I’m Trying to Make Lemon Pie
Like many others, I’ve been forced to accept the current situation as our “new normal” for the foreseeable future.
On most days, I get up, take care of the hounds and the cats, then hop online to work from home for a few hours. After lunch, I usually head to the barn, and then wind up doing more work after dinner when I get back. It’s a different schedule from what I’m used to, but I’m doing pretty well.
The hardest part for me about working from home is the amount of time spent on my computer. While I spend much of my day on a computer at work, too, I’ll also get up to greet students in the halls between classes, teach class once a day, and interact with my colleagues. I get so stiff while sitting so I must make sure to get up and move around while I’m at home.

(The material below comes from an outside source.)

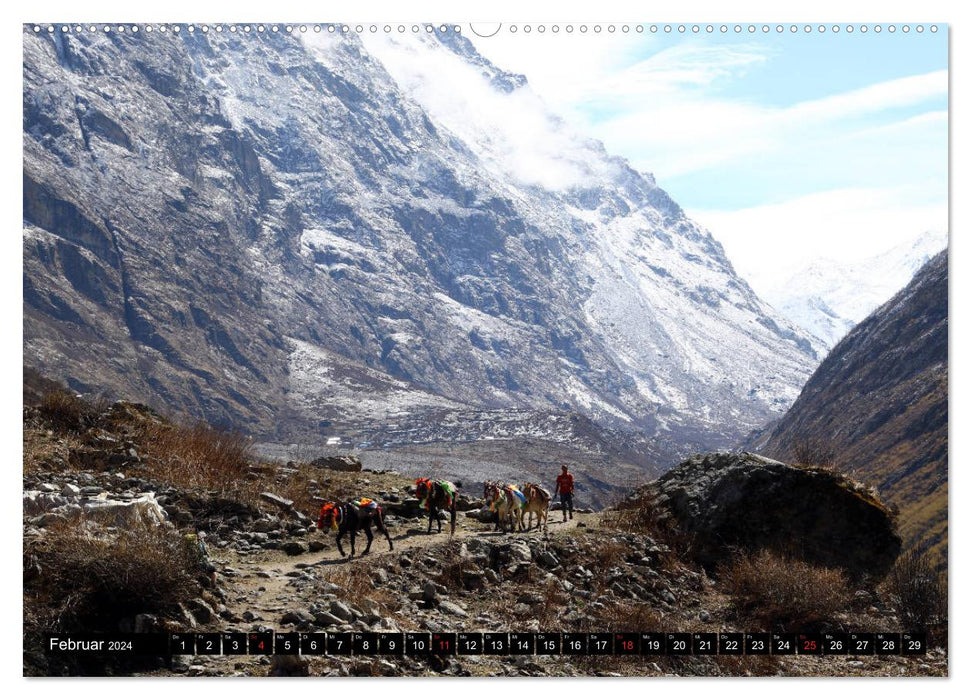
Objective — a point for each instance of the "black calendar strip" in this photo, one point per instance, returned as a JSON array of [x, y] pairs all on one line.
[[493, 644]]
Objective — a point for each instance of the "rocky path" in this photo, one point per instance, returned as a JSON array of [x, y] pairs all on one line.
[[270, 589]]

With EDS, stiffness and tightness are my body’s response to being overly flexible. As I discussed in last week’s column, I currently don’t have the ability to combat it with bodywork.
I’ve noticed some interesting restrictions as a result. If I lie down on my stomach, I’m only comfortable if I turn my head to the left, not to the right. If I lie on my back, my shoulder isn’t comfortable with my right arm by my side — it has to lie across my head, almost as if I had a headache. Lying on my right side is never an option, as my chronically injured shoulder will scream at me in a matter of minutes. That doesn’t leave many options for comfortable sleep positions.
My right arm has dropped to about a 40% range of motion due to muscle tightness and soreness. My response is largely to ignore all of this as much as possible. I can’t change it right now, although I do my best to manage it. So, rather than wallow in frustration, I continue to do my daily routine as much as possible.
I spent almost a dozen years with less than 25% range of motion in my right arm as well as extreme pain, so a 40% range of motion with a dull ache is a cakewalk in comparison. I can do everything but write with my left hand if I really need to, but I’ve become so adept at working with my restrictions that I can continue to do most things with my right arm.
All in all, while I’m certainly feeling the effects of social distancing, it’s nothing compared to what others with far more serious conditions are managing. When I feel annoyed, I remember that I can handle it, and that it’s much less than what I’ve dealt with before. It’s certainly less than what those who make regular hospital visits for treatment must deal with, as well as those who are immunocompromised.
For today’s positivity ending, I’ll say that when life hands you lemons, you might as well make not only lemonade, but also lemon cookies, lemon pie, or anything else that’s delicious. Don’t we have more time to bake and cook right now anyway?